May 14 (Bloomberg) -- Park Square Capital LLP, the credit investment firm headed by former Goldman Sachs Group Inc. restructuring banker Robin Doumar, is seeking 1 billion euros ($1.4 billion) for its latest fund to take advantage of a void in corporate lending by Europe’s banks.
Park Square Capital Partners III LP will invest in the subordinated debt of large and middle-market companies and purchase performing and distressed credits on the secondary market, according to marketing documents. UBS AG is helping raise money for the fund.
London-based Park Square, which manages more than $3.2 billion, joins Oaktree Capital Group LLC and Carlyle Group LP in raising debt funds as European lenders are forced by regulators to shrink their balance sheets and the market for collateralized loan obligations remains subdued after the financial crisis. Banks have sold 3.5 trillion euros of assets since 2012 and will divest an additional 1.8 trillion euros, according to Royal Bank of Scotland Group Plc data that includes bundled debt.
Nick Woods, a spokesman for Park Square at Instinctif Partners in London, declined to comment on the fund.

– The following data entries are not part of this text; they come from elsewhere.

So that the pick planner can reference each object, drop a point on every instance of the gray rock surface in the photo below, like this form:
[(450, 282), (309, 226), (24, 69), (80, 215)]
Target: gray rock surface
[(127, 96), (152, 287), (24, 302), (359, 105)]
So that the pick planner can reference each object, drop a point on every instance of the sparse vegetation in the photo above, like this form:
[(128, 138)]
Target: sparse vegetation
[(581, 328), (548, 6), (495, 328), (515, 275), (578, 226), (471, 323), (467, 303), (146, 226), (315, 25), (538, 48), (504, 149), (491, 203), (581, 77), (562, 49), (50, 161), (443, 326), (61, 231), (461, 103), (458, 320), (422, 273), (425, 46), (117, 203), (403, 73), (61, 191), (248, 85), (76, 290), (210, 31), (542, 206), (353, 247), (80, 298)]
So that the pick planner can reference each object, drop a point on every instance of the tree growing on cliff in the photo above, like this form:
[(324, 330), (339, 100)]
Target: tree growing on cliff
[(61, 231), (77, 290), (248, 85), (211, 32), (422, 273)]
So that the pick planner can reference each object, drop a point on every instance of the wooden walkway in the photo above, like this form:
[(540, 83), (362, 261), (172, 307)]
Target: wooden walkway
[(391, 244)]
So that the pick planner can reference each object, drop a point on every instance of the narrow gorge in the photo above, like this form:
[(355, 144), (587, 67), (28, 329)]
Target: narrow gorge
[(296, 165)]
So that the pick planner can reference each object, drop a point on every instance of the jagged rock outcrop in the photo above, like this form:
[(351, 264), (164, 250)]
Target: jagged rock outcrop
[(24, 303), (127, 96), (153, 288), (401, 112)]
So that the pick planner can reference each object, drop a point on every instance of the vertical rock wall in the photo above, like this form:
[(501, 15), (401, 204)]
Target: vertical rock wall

Doumar, who previously ran workouts and restructurings at Goldman Sachs, co-founded Park Square in 2004. Its first and second subordinated debt funds have generated realized internal rates of return of 12.4 percent and 23.9 percent, respectively, according to the marketing document. If the target is met, the new fund will be larger than the 850 million euro subordinated credit pool Park Square gathered in 2011, and around the same size as its debut fund from 2005.
The firm is also seeking 500 million euros for its second fund focused on European senior secured debt. Park Square Capital Credit Opportunities II LP held an initial close at $182 million in November, according to the document.